Saudações cordiais e votos do melhor.

João Carlos Graça disse...

Caro José Maria
De acordo no essencial. Com um corolário importante: a "UE" realmente existente não pode ser senão aquilo que é. Foi desenhada e foi parida precisamente para isso mesmo. Não é defeito, é feitio. Assunções de base: estabilidade dos preços über alles, primado da sacrossanta "concorrência", pressões para a baixa dos rendimentos do trabalho através da "guerra de todos contra todos" dos assalariados, etc. No desenho propriamente político: irresponsabilidade do BCE, irresponsabilidade da CE face ao PE (que é, reconheçamo-lo, a folha de parra de pseudo-pudor, ou de hipocrisia, que não chega para esconder a falta de democraticidade do conjunto da “coisa”), quase-irrelevância orçamental da CE face aos governos nacionais, precedência absoluta das jogadas diplomáticas de bastidores, ausência de um verdadeiro debate político europeu enquanto tal, e por aí fora.
O pior dos cegos é, diz-se, o que não quer ver. Os cristãos chamam a isso, creio, "pecado da soberba"; os gregos antigos chamavam-lhe "hubris". A obsessão de "partidos únicos à esquerda" dos partidos da área do PS fez que eles: 1) não sejam únicos, 2) sejam cada vez menos partidos, muito mais “networks” clientelares... e 3) decididamente não sejam - de todo em todo não sejam - de esquerda.
A situação é quanto a isso tão patética que opiniões sensatas e intelectualmente probas são, hoje em dia, mais fáceis de encontrar em certos ambientes oficialmente de direita do que por essas paragens. Fica aqui aliás um exemplo, sugerido por smithianos "libertários", a propósito da possível saída do Euro e da partida "à aventura" que até tu me parece neste momento temeres:
http://www.adamsmith.org/think-piece/economy/how-ireland-can-leave-the-euro/
Ah, sim, e quanto a alinhamentos políticos, se me permites, uma sugestão: sim, claro que sim, a entendimentos prévios BE-PC. Se isso não acontecer, de resto, se essa “frente comum” não emergir, parece-me ficarem ambos condenados a fornecer espaço de manobra às operações de cooptação parcial que o PS não deixará de tentar com ambos. Depois disso (se se passar nessa espécie de “pré-eliminatória”), “diálogo” com PS, claro, e aliás com toda a gente da área do “pântano central”… Mas se reacções de sensatez e de realismo acabarem por surgir primeiro do lado do PSD, não te admires. Considera o site que acima te sugeri.
Saudações cordiais e votos do melhor.

TG disse...

Tremendamente bem escrito, mas e soluções? Está tudo mal segundo o autor do texto, mas como podemos mudar? Nunca serei de esquerda,aliás sou sem reservas do CDS-PP, mas neste momento discutir esquerda ou direita pouco me importa, importa Portugal. Logo, pergunto, e soluções? Porque só dizer mal tb o meu irmão de 9 anos diz!

andré disse...

concordo inteiramente.

era essa a esquerda que queria, mas não é essa a esquerda que vejo.

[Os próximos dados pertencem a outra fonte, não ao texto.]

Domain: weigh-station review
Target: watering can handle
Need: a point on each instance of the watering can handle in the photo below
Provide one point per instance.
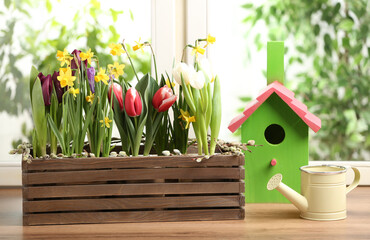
(356, 180)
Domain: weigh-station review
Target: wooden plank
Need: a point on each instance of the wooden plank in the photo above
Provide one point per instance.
(132, 189)
(134, 162)
(131, 174)
(133, 203)
(134, 216)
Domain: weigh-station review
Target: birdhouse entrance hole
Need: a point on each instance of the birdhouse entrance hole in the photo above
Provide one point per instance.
(274, 134)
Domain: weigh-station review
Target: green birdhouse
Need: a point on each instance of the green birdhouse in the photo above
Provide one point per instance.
(279, 122)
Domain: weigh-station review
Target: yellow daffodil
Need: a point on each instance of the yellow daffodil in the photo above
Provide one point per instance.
(87, 56)
(65, 77)
(186, 117)
(196, 50)
(105, 122)
(116, 69)
(101, 76)
(90, 98)
(169, 84)
(74, 91)
(64, 57)
(116, 49)
(138, 46)
(210, 40)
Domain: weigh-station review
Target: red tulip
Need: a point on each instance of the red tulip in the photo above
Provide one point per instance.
(117, 90)
(163, 99)
(133, 104)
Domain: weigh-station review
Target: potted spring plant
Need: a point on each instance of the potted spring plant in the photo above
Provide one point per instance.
(67, 180)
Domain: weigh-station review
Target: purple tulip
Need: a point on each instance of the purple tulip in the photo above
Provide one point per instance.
(58, 89)
(90, 77)
(76, 54)
(47, 88)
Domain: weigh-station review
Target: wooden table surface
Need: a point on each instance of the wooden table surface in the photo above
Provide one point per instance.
(263, 221)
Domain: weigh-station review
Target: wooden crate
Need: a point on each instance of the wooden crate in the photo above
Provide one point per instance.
(132, 189)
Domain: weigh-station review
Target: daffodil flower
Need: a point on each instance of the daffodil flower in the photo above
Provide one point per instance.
(105, 122)
(64, 57)
(65, 77)
(101, 76)
(138, 46)
(90, 98)
(116, 69)
(186, 117)
(74, 91)
(196, 50)
(210, 40)
(116, 49)
(87, 56)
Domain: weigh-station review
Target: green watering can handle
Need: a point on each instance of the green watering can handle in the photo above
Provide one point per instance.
(356, 180)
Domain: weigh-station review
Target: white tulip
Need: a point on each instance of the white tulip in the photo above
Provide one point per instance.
(197, 80)
(181, 68)
(206, 66)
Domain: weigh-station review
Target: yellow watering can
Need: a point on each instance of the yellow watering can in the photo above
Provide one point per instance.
(323, 191)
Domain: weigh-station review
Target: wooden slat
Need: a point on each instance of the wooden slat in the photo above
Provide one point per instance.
(133, 203)
(131, 174)
(134, 162)
(133, 216)
(132, 189)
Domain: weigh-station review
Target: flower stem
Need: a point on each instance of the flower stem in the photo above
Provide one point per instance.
(183, 52)
(129, 58)
(154, 61)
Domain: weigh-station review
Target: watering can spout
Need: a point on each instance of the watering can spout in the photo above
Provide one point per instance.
(297, 199)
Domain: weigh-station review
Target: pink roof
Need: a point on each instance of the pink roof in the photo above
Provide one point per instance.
(287, 96)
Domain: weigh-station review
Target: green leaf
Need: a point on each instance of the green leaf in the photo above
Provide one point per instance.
(33, 76)
(7, 3)
(48, 5)
(247, 5)
(216, 114)
(346, 25)
(316, 29)
(131, 15)
(38, 114)
(57, 133)
(115, 14)
(87, 123)
(345, 42)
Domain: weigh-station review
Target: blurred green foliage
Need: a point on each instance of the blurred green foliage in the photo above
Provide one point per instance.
(328, 43)
(34, 45)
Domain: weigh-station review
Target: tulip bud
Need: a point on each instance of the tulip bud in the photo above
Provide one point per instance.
(133, 104)
(47, 88)
(163, 99)
(58, 89)
(91, 77)
(182, 69)
(117, 90)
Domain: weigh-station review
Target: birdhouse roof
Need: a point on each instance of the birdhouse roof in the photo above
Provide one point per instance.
(287, 96)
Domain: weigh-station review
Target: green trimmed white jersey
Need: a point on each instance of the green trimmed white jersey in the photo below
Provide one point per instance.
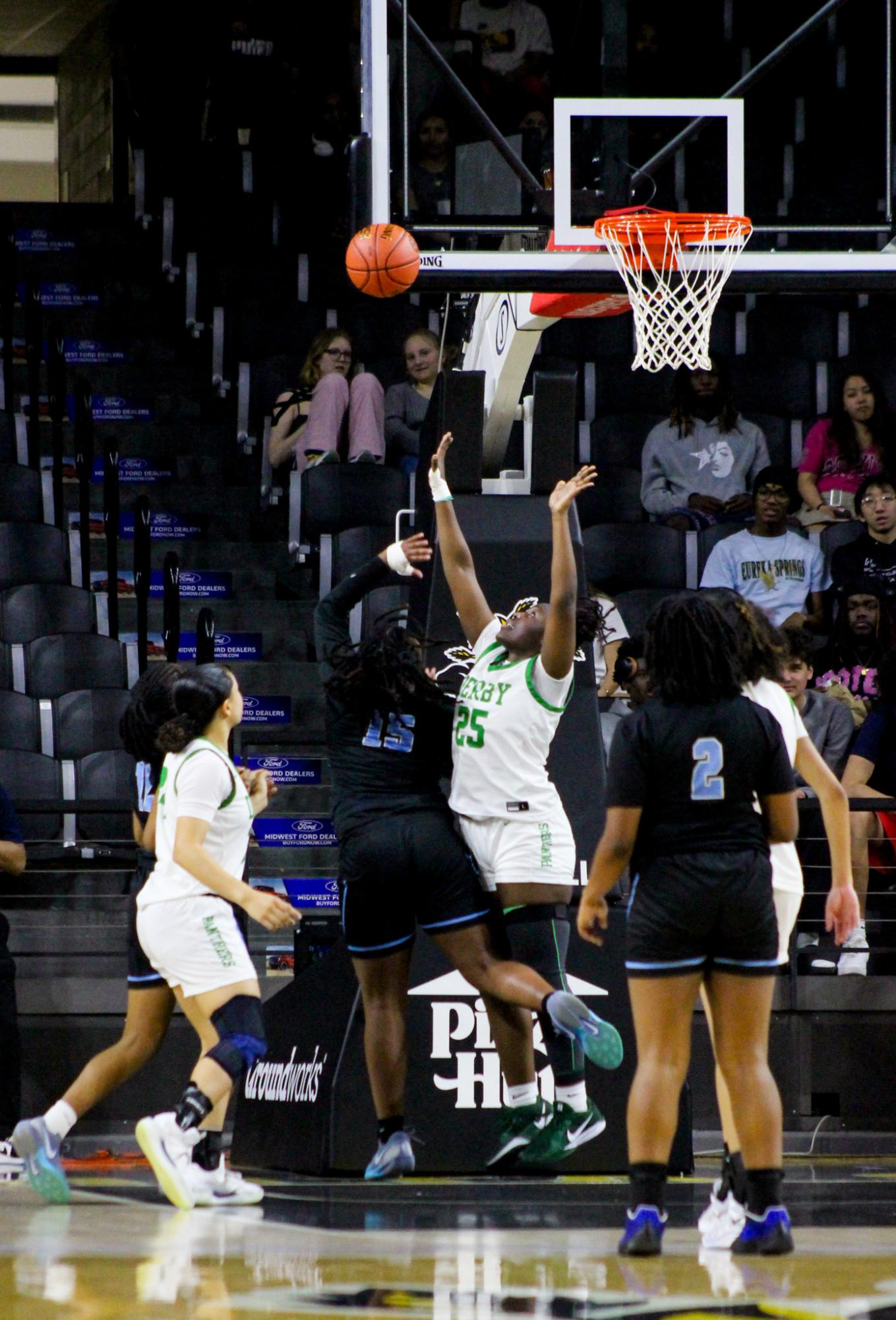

e escapa-me como há duas coisas que surgem fora do debate:

1. que a solução política de uma europa unida vai muito para lá da economia. é antes de mais uma almofada de conflitos.

2. as duas grandes guerras começaram na europa do centro-leste. se uma união europeia (com minusculas pq não falo deste edifício institucional especificamente) cai, a coisa complica-se novamente para aqueles lados.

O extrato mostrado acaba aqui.